Yep, it's a dick on our front door. Intentional?
It was a rude awakening when I turned on my phone and the first thing I saw was a picture of David's dick with a face on it, I need to stop drinking in his basement...
you know I love you but I need to see your friends tits
You crawled everywhere and rolled in ice cream. No more vodka for a month.
I looked up while we were having sex to see him covering my pillow pet's eyes with his free hand. I think I'm in love
You need to let him know my only agenda is coke and sadness.
He is currently pregaming mini golf. MINI GOLF.
You don't have anything to lose--we've established that he's not going to murder you and he smells good.
I saw a crackhead in a ballerina outfit riding a bike while waving her hands and one leg in the air. Never seen such talent in my life
Now that we have successfully procreated, I need to know we are on the same page. Please tell me you are aware that there are whole seasons of our lives that our child can NEVER be made privy to.

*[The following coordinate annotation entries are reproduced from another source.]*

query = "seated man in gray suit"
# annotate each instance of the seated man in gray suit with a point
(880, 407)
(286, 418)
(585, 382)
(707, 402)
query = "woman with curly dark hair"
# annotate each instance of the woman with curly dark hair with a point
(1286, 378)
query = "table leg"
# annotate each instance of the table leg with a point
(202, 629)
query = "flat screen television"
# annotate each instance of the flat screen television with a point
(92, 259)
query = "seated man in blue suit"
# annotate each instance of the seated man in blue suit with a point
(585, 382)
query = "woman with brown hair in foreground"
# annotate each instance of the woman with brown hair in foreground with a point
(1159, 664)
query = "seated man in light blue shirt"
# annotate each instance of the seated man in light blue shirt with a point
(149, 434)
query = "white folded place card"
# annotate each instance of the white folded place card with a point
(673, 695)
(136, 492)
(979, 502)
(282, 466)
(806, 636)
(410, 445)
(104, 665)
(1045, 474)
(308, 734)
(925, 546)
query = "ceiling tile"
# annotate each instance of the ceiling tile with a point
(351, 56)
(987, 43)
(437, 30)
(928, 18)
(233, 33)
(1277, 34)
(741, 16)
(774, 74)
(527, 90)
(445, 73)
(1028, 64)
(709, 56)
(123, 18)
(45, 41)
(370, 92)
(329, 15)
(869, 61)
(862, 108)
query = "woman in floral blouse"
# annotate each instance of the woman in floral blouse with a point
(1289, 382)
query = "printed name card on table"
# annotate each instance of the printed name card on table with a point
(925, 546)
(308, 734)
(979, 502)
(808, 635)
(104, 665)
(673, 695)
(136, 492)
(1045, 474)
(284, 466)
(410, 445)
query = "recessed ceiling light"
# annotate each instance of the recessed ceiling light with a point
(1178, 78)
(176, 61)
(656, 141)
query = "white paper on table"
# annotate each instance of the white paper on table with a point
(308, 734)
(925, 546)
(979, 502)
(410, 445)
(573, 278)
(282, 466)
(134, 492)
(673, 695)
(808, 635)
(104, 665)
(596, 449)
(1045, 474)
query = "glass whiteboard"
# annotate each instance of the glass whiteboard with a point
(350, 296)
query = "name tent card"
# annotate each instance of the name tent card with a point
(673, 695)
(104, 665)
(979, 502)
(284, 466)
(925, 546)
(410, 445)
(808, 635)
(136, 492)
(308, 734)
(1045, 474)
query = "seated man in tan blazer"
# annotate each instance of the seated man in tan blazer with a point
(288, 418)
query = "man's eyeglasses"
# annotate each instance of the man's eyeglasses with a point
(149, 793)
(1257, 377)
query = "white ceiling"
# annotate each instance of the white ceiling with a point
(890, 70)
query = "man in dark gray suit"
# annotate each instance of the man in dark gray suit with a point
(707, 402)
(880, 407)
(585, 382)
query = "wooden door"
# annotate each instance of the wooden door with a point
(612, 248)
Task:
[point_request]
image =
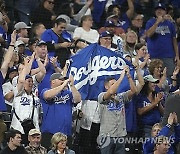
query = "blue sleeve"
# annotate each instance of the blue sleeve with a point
(164, 131)
(46, 36)
(173, 30)
(177, 133)
(42, 95)
(148, 146)
(140, 103)
(149, 24)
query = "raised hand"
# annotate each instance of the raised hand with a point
(13, 37)
(171, 118)
(53, 61)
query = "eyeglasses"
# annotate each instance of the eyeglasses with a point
(50, 2)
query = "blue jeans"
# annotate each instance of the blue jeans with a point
(114, 147)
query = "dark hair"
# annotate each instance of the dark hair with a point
(59, 21)
(139, 46)
(33, 29)
(145, 90)
(66, 9)
(153, 64)
(111, 7)
(108, 79)
(84, 18)
(12, 133)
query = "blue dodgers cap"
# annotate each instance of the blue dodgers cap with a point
(39, 43)
(105, 33)
(12, 69)
(150, 78)
(161, 6)
(57, 76)
(28, 76)
(109, 23)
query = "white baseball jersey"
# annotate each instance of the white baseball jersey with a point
(23, 105)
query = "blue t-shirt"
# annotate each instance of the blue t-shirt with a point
(160, 44)
(2, 101)
(45, 83)
(131, 115)
(151, 117)
(50, 37)
(57, 112)
(3, 34)
(28, 52)
(124, 22)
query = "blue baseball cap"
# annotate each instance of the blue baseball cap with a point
(28, 76)
(39, 43)
(105, 34)
(12, 69)
(109, 23)
(161, 6)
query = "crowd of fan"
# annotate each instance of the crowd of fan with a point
(37, 38)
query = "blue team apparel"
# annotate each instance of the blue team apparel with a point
(2, 101)
(45, 83)
(151, 117)
(92, 65)
(57, 112)
(49, 36)
(174, 139)
(160, 44)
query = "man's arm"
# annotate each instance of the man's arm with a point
(40, 75)
(49, 94)
(8, 55)
(152, 29)
(133, 89)
(75, 92)
(113, 89)
(130, 10)
(175, 45)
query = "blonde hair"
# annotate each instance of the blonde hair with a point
(56, 138)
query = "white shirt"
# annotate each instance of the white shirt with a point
(91, 113)
(23, 105)
(91, 36)
(7, 88)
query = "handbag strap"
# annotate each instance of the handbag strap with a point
(32, 110)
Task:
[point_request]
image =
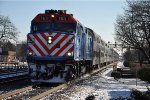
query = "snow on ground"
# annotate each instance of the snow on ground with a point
(101, 86)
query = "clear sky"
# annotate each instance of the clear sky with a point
(99, 15)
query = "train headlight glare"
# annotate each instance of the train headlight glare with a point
(30, 53)
(69, 54)
(49, 39)
(52, 16)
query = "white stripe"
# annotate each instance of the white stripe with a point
(61, 45)
(65, 50)
(56, 41)
(34, 50)
(53, 34)
(39, 45)
(42, 39)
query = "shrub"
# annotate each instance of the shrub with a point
(144, 74)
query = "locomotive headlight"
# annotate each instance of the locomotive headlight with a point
(69, 54)
(30, 53)
(49, 39)
(52, 16)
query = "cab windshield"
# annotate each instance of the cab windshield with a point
(53, 27)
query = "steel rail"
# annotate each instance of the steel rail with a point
(15, 92)
(48, 92)
(44, 94)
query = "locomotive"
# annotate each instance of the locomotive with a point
(60, 48)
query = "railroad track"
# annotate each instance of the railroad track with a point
(38, 92)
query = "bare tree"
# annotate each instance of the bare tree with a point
(133, 27)
(21, 51)
(8, 31)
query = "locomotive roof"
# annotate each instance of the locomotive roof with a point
(42, 17)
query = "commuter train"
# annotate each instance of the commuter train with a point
(60, 48)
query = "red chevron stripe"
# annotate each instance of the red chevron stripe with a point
(60, 50)
(60, 41)
(70, 50)
(42, 44)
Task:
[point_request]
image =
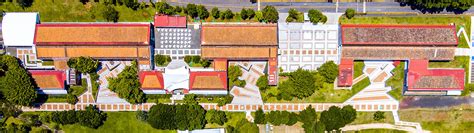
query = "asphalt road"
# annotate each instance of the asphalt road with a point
(237, 5)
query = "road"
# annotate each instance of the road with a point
(237, 5)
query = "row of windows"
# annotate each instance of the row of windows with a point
(307, 45)
(306, 58)
(178, 51)
(307, 35)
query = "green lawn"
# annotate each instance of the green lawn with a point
(368, 117)
(459, 20)
(117, 122)
(358, 68)
(377, 131)
(396, 81)
(326, 95)
(441, 120)
(458, 62)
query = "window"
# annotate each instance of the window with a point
(295, 46)
(307, 45)
(283, 35)
(307, 35)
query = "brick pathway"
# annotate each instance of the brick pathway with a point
(208, 106)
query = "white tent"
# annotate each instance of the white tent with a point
(19, 28)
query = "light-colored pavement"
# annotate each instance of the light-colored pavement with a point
(250, 94)
(378, 72)
(292, 107)
(110, 69)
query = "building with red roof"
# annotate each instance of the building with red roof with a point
(345, 73)
(49, 81)
(421, 79)
(163, 21)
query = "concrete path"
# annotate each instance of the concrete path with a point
(292, 107)
(376, 93)
(380, 126)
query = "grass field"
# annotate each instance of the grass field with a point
(117, 122)
(396, 81)
(458, 20)
(441, 120)
(358, 68)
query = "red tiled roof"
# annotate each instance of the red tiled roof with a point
(151, 80)
(422, 78)
(413, 35)
(170, 21)
(204, 80)
(46, 79)
(345, 73)
(83, 34)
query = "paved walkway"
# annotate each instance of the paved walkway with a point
(380, 126)
(208, 106)
(110, 69)
(376, 93)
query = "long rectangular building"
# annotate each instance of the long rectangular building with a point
(59, 41)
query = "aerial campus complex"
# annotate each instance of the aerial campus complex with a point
(253, 72)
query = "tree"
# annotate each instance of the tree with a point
(270, 14)
(162, 59)
(332, 118)
(349, 114)
(250, 13)
(127, 85)
(110, 14)
(292, 119)
(329, 70)
(91, 117)
(216, 116)
(262, 83)
(244, 126)
(315, 16)
(259, 117)
(164, 8)
(308, 118)
(228, 14)
(202, 12)
(71, 99)
(243, 13)
(16, 85)
(215, 13)
(292, 15)
(350, 13)
(379, 115)
(191, 10)
(190, 99)
(205, 63)
(319, 127)
(83, 64)
(142, 115)
(162, 116)
(303, 82)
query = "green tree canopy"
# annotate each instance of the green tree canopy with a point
(16, 84)
(215, 13)
(262, 82)
(259, 117)
(83, 64)
(350, 13)
(127, 85)
(329, 70)
(270, 14)
(303, 83)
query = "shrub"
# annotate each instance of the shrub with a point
(142, 115)
(350, 13)
(215, 13)
(71, 99)
(379, 115)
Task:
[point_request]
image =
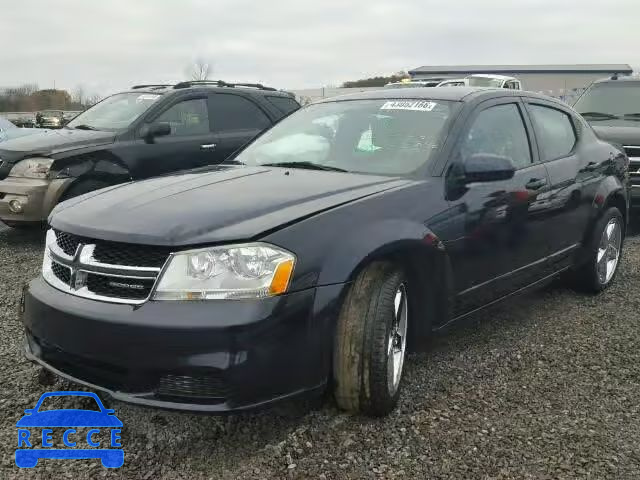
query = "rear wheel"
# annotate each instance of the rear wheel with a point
(371, 340)
(605, 248)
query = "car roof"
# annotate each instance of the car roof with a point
(621, 78)
(162, 89)
(456, 94)
(491, 75)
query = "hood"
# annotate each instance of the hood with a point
(622, 134)
(227, 203)
(50, 142)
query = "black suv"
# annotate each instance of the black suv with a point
(147, 131)
(612, 107)
(314, 258)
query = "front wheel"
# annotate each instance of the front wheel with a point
(605, 249)
(371, 341)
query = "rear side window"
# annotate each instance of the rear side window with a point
(555, 129)
(233, 112)
(285, 104)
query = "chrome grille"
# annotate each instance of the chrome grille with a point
(67, 242)
(100, 270)
(633, 152)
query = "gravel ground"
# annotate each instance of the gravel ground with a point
(544, 387)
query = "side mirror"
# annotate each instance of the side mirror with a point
(486, 167)
(153, 130)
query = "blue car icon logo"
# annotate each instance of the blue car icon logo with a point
(35, 434)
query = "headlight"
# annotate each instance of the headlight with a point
(254, 270)
(32, 168)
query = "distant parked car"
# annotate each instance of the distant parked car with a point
(9, 131)
(49, 119)
(495, 81)
(147, 131)
(612, 107)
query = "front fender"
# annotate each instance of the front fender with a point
(356, 248)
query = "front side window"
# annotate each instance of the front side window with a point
(190, 117)
(233, 112)
(555, 129)
(386, 137)
(500, 131)
(114, 113)
(285, 104)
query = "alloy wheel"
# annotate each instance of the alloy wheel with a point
(608, 253)
(397, 341)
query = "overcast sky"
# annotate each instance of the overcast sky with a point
(110, 45)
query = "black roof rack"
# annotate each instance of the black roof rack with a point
(136, 87)
(221, 83)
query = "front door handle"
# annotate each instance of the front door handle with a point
(536, 183)
(591, 166)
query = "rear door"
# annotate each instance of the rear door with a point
(236, 120)
(503, 244)
(188, 144)
(573, 179)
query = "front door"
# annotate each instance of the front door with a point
(574, 181)
(236, 120)
(503, 244)
(190, 144)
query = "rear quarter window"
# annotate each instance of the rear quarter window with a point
(557, 136)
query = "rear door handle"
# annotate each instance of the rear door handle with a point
(536, 183)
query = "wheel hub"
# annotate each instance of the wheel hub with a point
(608, 253)
(397, 339)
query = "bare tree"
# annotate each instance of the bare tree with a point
(200, 70)
(78, 95)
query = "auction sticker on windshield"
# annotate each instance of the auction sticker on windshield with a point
(419, 105)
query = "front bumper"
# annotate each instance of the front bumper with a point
(211, 356)
(37, 198)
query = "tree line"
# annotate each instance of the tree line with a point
(30, 98)
(375, 81)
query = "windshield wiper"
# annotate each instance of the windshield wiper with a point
(607, 116)
(305, 165)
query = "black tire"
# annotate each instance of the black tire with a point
(361, 351)
(82, 187)
(586, 277)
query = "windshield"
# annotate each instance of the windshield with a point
(485, 82)
(114, 113)
(386, 137)
(613, 98)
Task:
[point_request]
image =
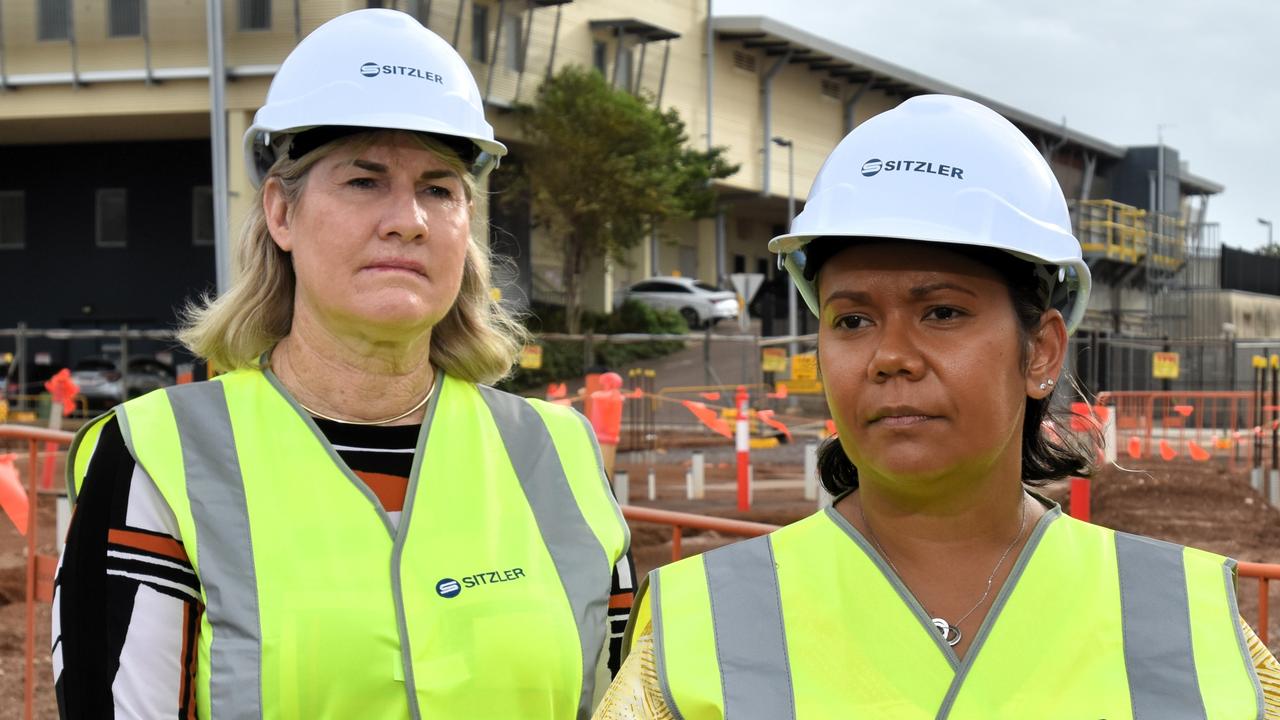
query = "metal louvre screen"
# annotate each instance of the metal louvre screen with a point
(54, 18)
(124, 18)
(1249, 272)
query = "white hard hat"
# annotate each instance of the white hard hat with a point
(944, 169)
(371, 69)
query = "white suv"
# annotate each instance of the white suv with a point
(698, 302)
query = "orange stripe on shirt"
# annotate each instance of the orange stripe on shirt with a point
(391, 490)
(158, 545)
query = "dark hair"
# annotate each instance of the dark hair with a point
(1045, 456)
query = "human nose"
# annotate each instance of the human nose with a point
(896, 354)
(405, 217)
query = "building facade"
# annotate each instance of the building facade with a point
(105, 191)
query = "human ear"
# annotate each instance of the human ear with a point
(1046, 355)
(277, 210)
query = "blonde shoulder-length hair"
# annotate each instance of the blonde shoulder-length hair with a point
(476, 341)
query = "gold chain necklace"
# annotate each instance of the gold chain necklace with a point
(950, 633)
(401, 417)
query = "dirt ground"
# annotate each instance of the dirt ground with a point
(1201, 505)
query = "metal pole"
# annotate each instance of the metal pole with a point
(662, 81)
(4, 82)
(497, 48)
(146, 39)
(767, 110)
(218, 139)
(551, 59)
(524, 50)
(617, 57)
(711, 71)
(71, 39)
(457, 22)
(792, 319)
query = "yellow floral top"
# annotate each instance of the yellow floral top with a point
(635, 693)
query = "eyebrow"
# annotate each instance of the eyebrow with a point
(382, 169)
(915, 292)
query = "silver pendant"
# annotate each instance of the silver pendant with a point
(949, 632)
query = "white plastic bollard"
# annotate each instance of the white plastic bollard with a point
(622, 487)
(698, 469)
(810, 470)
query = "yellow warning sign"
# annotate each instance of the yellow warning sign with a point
(531, 358)
(804, 367)
(1164, 365)
(773, 360)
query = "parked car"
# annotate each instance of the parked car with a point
(698, 302)
(103, 384)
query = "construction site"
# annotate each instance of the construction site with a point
(112, 106)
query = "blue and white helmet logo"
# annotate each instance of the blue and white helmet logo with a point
(448, 587)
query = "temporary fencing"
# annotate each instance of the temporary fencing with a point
(679, 522)
(40, 568)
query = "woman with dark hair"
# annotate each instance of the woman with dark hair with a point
(936, 251)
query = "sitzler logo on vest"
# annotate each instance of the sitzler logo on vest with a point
(448, 587)
(876, 165)
(374, 69)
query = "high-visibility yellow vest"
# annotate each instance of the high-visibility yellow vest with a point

We should probably write this down. That's a shit load of shit.
Forgot to tell you--the bartender at Crowbar set his arm on fire last night. He was doing this "Cocktail" bartender trick of pouring alcohol that was on fire between glasses. Then some leaked out, onto his arm, and set his arm on fire, then his shirt. Exciting! (And he's ok).
Well, I have a text in my phone that just says "Scrumtrelescent" from a girl I have in here as "Cheesy Tits", so you figure out how my night was going.
Btw I don't have words to express my appreciation at how many times you've had to be on a dirty bar bathroom floor for me in the past two weeks
Dude. Photoshop a Santa hat on your mug shot and send it as your Christmas cards.
I'm gonna try and get through this weekend sober, which is gonna be tough especially since I've already started drinking.